Similarly, EV charging infrastructure is expanding rapidly across the UK, but user experience remains inconsistent. Different networks, fragmented payment systems, and poor interoperability create friction that slows adoption. What users increasingly demand is not more charge points, but a single, consistent interface that integrates charging, parking, and journey planning.
The opportunity lies in turning infrastructure into services - and services into platforms.
The Missing Layer: Connected Mobility Ecosystems
The most persistent gap in today’s system is the last mile. Journeys often fail at the point where modes should connect - from car to train, from parking to e-bike, from charging hub to final destination.
International examples demonstrate what is possible.
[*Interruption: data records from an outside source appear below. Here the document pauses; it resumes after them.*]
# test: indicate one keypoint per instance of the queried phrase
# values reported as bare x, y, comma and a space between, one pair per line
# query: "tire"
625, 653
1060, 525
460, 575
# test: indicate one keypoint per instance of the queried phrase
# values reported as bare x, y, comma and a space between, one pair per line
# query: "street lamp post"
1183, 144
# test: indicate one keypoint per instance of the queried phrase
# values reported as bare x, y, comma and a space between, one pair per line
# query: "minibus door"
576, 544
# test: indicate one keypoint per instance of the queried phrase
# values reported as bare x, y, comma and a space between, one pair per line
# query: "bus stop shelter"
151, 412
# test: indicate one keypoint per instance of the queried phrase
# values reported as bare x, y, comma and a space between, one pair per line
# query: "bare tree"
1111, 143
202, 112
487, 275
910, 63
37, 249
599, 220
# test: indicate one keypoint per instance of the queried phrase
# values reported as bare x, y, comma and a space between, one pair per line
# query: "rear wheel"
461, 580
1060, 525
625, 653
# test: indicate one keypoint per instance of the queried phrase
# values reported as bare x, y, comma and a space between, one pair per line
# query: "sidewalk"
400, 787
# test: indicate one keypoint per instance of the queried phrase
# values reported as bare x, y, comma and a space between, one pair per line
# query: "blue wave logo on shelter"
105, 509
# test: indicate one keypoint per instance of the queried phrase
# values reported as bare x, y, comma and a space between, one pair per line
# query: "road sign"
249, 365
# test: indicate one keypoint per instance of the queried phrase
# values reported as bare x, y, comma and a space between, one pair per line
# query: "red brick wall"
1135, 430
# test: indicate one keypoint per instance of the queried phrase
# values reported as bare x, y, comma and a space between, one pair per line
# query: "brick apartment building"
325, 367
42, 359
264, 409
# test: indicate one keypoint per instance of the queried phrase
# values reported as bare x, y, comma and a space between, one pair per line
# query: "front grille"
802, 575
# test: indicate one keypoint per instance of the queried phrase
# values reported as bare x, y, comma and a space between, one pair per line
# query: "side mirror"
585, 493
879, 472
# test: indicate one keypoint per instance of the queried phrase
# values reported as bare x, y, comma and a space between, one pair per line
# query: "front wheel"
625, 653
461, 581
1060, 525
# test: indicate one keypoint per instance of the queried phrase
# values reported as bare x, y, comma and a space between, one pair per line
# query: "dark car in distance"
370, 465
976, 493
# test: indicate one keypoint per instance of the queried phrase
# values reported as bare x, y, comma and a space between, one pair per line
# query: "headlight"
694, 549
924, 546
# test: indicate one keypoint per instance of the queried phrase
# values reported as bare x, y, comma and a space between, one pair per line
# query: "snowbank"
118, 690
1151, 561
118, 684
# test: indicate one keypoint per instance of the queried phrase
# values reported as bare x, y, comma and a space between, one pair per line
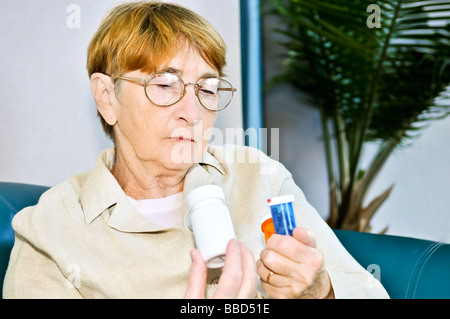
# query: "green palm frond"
370, 84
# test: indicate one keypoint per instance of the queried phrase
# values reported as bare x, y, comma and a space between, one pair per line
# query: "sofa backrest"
408, 268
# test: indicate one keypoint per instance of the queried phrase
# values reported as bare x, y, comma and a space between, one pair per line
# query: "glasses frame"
144, 83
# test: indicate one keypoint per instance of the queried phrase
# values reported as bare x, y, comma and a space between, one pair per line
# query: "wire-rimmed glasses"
166, 89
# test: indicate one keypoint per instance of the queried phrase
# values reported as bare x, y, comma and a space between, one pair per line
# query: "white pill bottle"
211, 223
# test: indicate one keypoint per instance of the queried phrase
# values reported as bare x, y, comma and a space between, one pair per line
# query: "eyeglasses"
166, 89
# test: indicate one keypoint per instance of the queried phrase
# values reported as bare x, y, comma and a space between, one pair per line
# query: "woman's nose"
189, 107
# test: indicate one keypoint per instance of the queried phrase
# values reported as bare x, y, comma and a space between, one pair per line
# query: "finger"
249, 276
286, 246
282, 270
304, 236
230, 280
197, 277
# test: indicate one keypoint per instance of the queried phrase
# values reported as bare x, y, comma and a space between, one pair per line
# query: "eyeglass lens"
166, 89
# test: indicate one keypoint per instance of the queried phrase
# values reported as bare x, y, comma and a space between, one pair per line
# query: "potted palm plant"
378, 71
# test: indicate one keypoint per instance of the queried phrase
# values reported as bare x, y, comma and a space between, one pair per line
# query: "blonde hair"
144, 35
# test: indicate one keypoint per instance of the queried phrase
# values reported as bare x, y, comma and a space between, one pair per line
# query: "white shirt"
165, 212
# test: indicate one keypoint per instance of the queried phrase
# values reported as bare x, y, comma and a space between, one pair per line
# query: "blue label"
283, 218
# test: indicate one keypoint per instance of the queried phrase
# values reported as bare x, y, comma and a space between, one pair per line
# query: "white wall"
419, 205
48, 124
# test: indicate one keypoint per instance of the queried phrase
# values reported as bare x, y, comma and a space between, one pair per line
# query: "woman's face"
173, 137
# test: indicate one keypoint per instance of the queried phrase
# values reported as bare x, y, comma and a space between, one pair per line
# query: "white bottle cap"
280, 200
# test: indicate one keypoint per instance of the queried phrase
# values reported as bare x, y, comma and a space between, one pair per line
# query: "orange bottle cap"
267, 227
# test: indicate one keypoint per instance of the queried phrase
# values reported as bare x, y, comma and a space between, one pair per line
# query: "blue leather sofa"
408, 268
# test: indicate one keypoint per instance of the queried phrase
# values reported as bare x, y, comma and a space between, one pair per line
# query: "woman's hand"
238, 279
293, 267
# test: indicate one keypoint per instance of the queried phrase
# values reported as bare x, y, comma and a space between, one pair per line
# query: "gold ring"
268, 276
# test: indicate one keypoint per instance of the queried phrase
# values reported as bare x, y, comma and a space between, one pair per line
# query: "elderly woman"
119, 231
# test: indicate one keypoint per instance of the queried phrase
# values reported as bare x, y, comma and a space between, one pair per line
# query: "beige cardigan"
84, 239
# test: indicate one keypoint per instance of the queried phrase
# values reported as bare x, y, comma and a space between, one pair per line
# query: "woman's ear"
102, 89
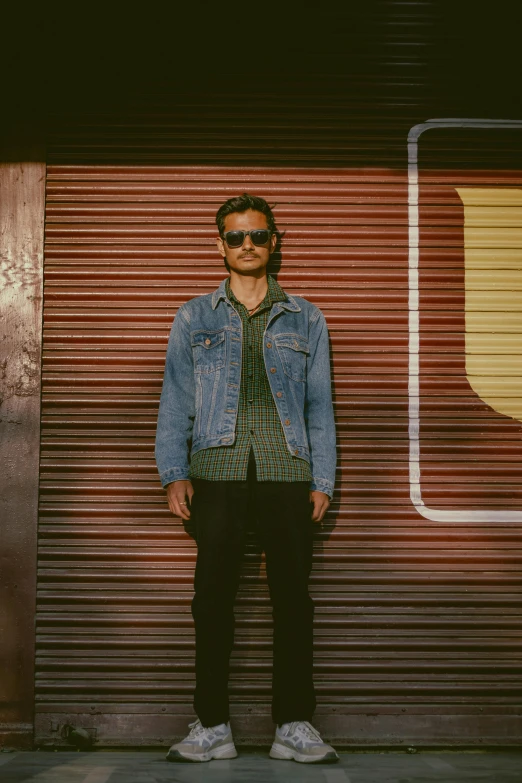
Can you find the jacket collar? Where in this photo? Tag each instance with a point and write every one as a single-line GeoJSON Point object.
{"type": "Point", "coordinates": [221, 293]}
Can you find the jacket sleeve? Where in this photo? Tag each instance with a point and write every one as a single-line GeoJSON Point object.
{"type": "Point", "coordinates": [177, 404]}
{"type": "Point", "coordinates": [319, 416]}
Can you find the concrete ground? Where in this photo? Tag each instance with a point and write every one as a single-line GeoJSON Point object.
{"type": "Point", "coordinates": [150, 767]}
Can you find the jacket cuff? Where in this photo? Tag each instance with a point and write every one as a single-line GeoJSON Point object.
{"type": "Point", "coordinates": [322, 485]}
{"type": "Point", "coordinates": [173, 474]}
Cities that integrate parking, EV charging, public transport, and micromobility into unified interfaces are seeing higher utilisation, lower congestion, and improved user satisfaction. The common factor is not the infrastructure itself, but the digital layer that connects it.
This is where ecosystem thinking becomes critical.
From Fragmentation to Platform Infrastructure
The future of mobility will not be determined by individual applications or isolated networks, but by the emergence of open, interoperable platforms that unify them. API-first architecture, shared data standards, and modular infrastructure will define how services are composed and delivered.
In this model, value shifts from standalone services to orchestration - connecting supply, demand, payments, and data into a single layer of intelligence.
This is the direction Digital Ties is focused on: building the infrastructure layer that enables fragmented mobility and service ecosystems to operate as unified, intelligent networks.
A Decisive Decade for Mobility
As the UK moves toward mass EV adoption and broader transport decarbonisation targets, the pressure on infrastructure will intensify. But the real constraint is no longer physical deployment - it is system integration.
The next decade will require mobility systems that are adaptive, interoperable, and capable of spanning sectors. From dynamic routing and energy integration to multimodal journey orchestration, the complexity of future mobility cannot be solved within today’s fragmented architecture.
Mobility is not just becoming electric. It is becoming digital, connected, and platform-driven.
And the defining shift is clear: from isolated services to unified systems - from friction to flow.